Living trees also affected
Even companies like the Living Christmas Company in Redondo Beach, which rents out potted trees that are replanted after the holidays and maintained for the next season, have had to scramble to get enough trees for their customers this season.
“I can tell you that we have had some disappointed customers because we were only able to get limited stock this season,” said Megan “Nutmeg” Davis, who has been with the company since 2009. “We were lucky that instead of getting a limited amount of trees, we had some from years past that we maintain.”
The company sold out of their blue spruces on the first day they were available online.
Supplies running out
As a supplier, Rye also had an issue getting enough trees. When she and her husband went to Oregon to put in their order this summer, she was told that the shortage probably wouldn’t affect them this year. But when it came time to deliver, growers had a hard time filling her order.

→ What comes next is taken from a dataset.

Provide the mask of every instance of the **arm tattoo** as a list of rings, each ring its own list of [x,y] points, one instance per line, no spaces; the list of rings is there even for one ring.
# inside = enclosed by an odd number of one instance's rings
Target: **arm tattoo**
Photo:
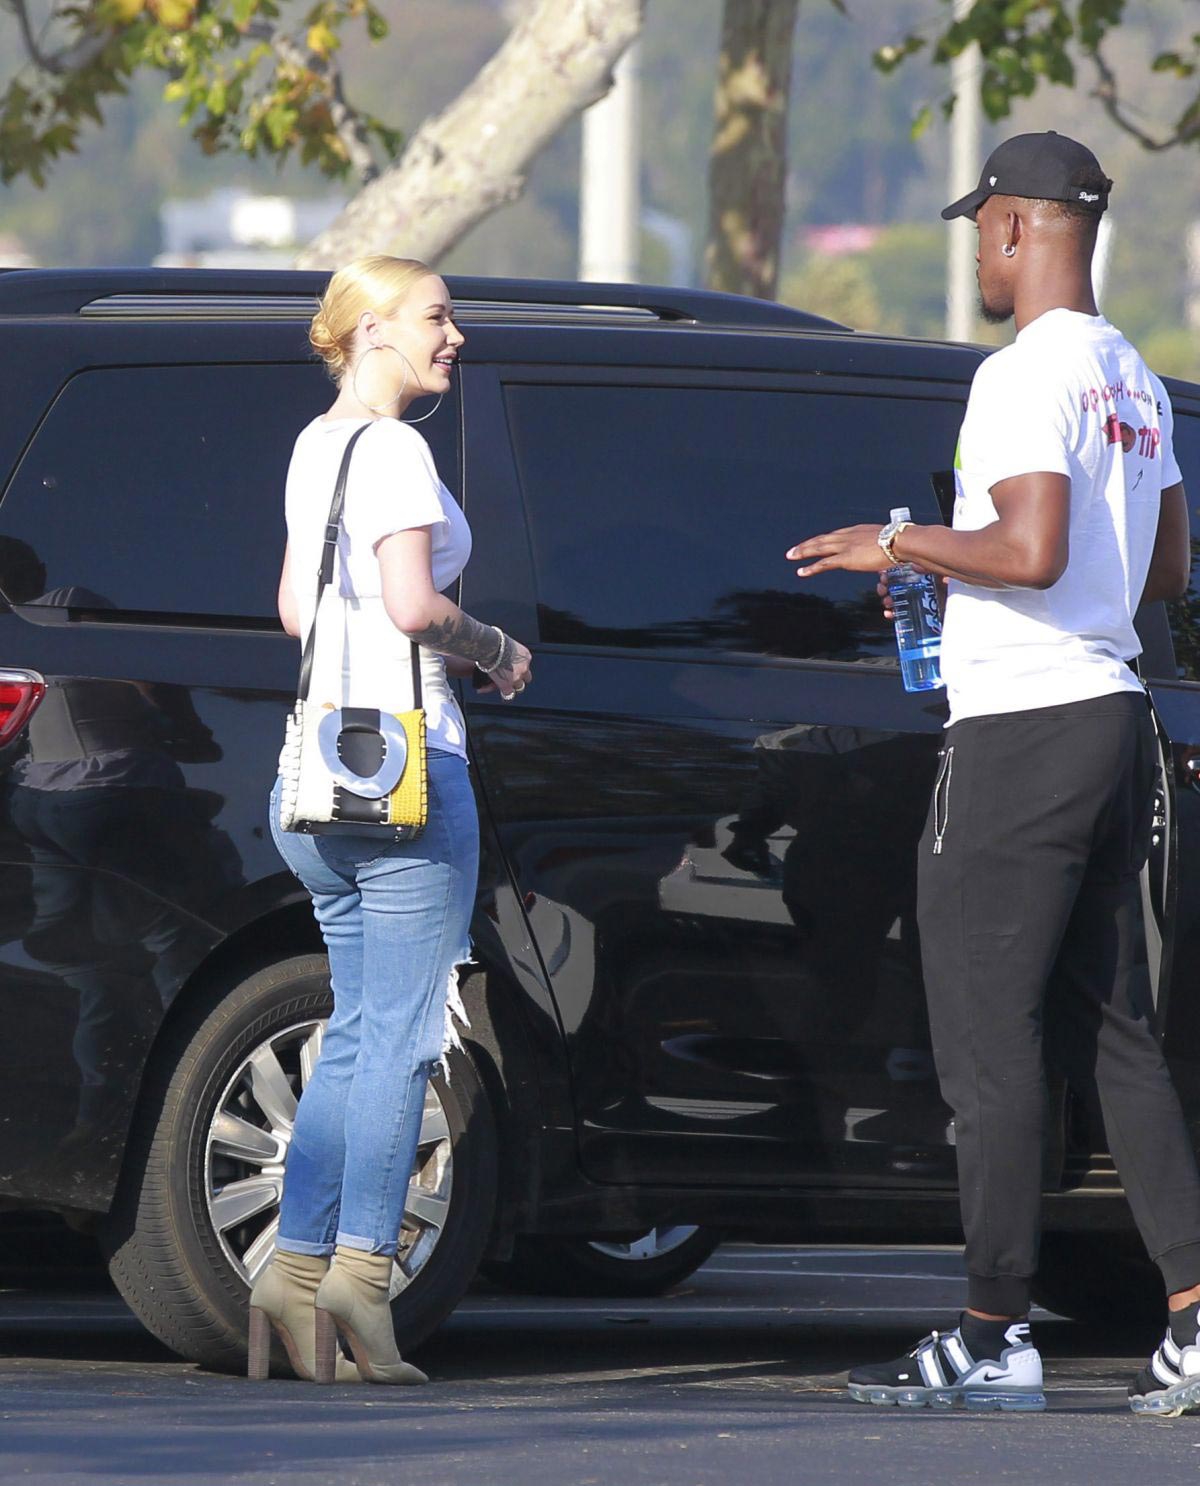
[[[503,631],[490,624],[481,624],[469,614],[461,611],[453,619],[443,619],[426,625],[418,634],[409,636],[427,650],[436,650],[441,655],[457,655],[462,660],[473,660],[485,671],[499,668],[506,658],[511,658],[512,642]]]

“We want 600 trees, but then they say, ‘We can only do 400, that’s all we have,’” Rye said. “What do we do? Have them replace them with sticks?”
Doug Hundley, a spokesman for the Colorado-based National Christmas Tree Association, said that if Christmas tree farmers let trees grow naturally, they’d look nothing like what families have come to expect. So farmers must put in hours of work shearing the trees every year, holding back their vertical growth so they get thick and sturdy.
The work is very labor intensive, and some people are leaving the industry for another type of tree that’s not as intense: Filbert trees, better known as hazelnut trees.
While some people have blamed the exodus of farmers leaving the Christmas tree industry for the easier-to-maintain marijuana plant, both Fredricks and Jones pointed to hazelnut as the real competitor.
“That’s one of the big crops in Oregon, a lot of people transitioned to it,” Fredricks said. “I’ve seen a lot of marijuana up there, but not necessarily Christmas tree farms. Marijuana farms aren’t 100-acre operations (like tree farms), they’re more like 10-acre operations.”
How about artificial trees?
Another serious competitor farmers have to deal with: artificial trees.
While Americans have been buying real Christmas trees for about 75 years, Hundley said, the artificial tree industry has taken off in the last 25 years or so.
While 25 million to 30 million real trees go into homes each holiday season, sales of artificial trees have risen to roughly 10 million a year. And since people use artificial trees for five or more years, Hundley said, that figure is equivalent to 50 million fewer live trees being sold.
“It’s a big deal,” he said. “They’ve come on strong.”
But, he warned, the fake trees “are going to be in landfills forever.” Real trees, on the other hand, go right back into the soil and are grown by 4,000 to 5,000 small family farms in the United States.
“This is not corporate farming,” he said.

And, Hundley said, there’s nothing like picking out and decorating a real tree to foster family memories.
This nostalgia is what tree farmers and lot owners cling to when it comes to hard times.
Jones says he tries his best to give his customers a more personal service, like cutting trees to order, flocking and offering delivery, to keep them from going to big-box stores or going artificial.
“It beats the heck out of buying one from a shipping container from China,” he said.